On Mon, Nov 25, 2002 at 05:40:36PM +0100, Leopold Toetsch wrote:
> Nicholas Clark wrote:
> > I'm surprised that you did your regression tests longhand, rather than having
> > a data table in perl of input and expected output, and auto-generating parrot
> > code.
>
>
> Writing a few explicit tests is faster ;-)
Good answer.
When I have tuits (little white things made of ice, commonly found in hell)
I'll re-write your tests as autogenerated from a table of pathological cases.
> > Is there any speed advantage in truncating by casting via a C type
> > [eg a = (int)(short) b]
> > rather than and on a bitmask
> > [eg a = b & 0xFFFF]
> > ?
>
>
> gcc uses MOVSX (movs{b,w}l), move byte/word with sign extend to 32 bit.

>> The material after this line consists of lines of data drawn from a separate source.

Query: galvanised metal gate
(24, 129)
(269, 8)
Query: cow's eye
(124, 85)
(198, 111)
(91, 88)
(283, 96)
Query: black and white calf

> This is listed to take 3 cycles which "and mem" needs too. Inkluding
> sign extension would be slower then.
and gcc's optimiser is not clever enough to spot bit & cases that are not
equivalent to this? :-(
> > We're going to have to do that latter to make it work on Crays anyway, so is
> > a conditional compile to chose between the two worth it?
>
>
> My Cray is currently out of order ;-) What is special with it?
sizeof(short) == 8
[sizeof (int) == 8 for that matter, and the elements of a sockaddr_in
structure are bitfields, so you can't take the address of them.]